Customer service ‘biggest barrier to unlocking disabled market’

CUSTOMER service is the biggest barrier to unlocking the disabled market, not physical changes.

Published
Purple Tuesday was marked yesterday at the Chamber of Commerce. Left to right, Lisa Vidamour, Hayley Phillips, Katie Bellingham, Nikki Ioannou-Droushiotis, Gill Evans, Carol Le Page, Karen Blanchford, Donovan Lowe, Ben Wratten, Kitty Stewart and Sarah Harvey. (Picture by Peter Frankland, 31433738)

That was the message for this year's Purple Tuesday, which looks at improving the customer experience for disabled people.

Now in its fifth year, Purple Tuesday was celebrated with a drop-in lunch at the Chamber of Commerce for traders and businesses to learn more about how they can gain their share of the ‘purple pound’.

Guernsey Disability Association partnership director Karen Blanchford said were 13,500 people with a disability in Guernsey and 500 more carers.

‘That’s a lot of spending power,’ she said.

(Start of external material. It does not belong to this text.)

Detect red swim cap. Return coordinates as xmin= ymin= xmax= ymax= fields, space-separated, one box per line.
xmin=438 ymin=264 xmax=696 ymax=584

‘The purple pound in Guernsey alone is calculated at £2.74m. And the great thing is disabled customers are incredibly loyal and will keep coming back. The biggest barriers are not physical but customer service.

'For example speaking to a person accompanying, not to the person with the disability. Most of the changes business need to make are free or just require a little training.’

Mrs Blanchford said there were good examples in Guernsey of how a little change has attracted repeat custom.

‘Take Barber Jay, they have fabulous customer service and will make small adjustments depending on a customer's need.

'Simple things like turning music down in advance for customers with autism.’

Purple Tuesday encourages businesses to consider making themselves more accessible online too.

Don Lowe from website designers Submarine explained how simple changes can attract customers.

‘Its all about accessibility,' he said. ‘Making sure font sizes and colour contrasts work for everyone and that apps and websites work across all devices. A good example is with screen reader support, often used by the partially sighted. It’s an app that essentially reads what’s on a website, and poor design can really hinder it. Changes like captioning pictures and using capitals in each word in a hashtag makes it work.’

This was the first Purple Tuesday since the introduction of Guernsey’s disability law in September and Mrs Blanchford has seen an uptake in applications for CAE courses which develop understanding of the practicalities of access improvements,with the next two courses already fully booked.

Mrs Blanchford felt the States debate had seen a lot of alarmism about changes businesses would have to make.

‘Unfortunately during the consultation, lead up and the discrimination legislation debate, there was significant scaremongering about reasonable adjustments and other opportunities to improve customer service for persons with disabilities. We have found once organisations engage with partners, that fear is greatly reduced.’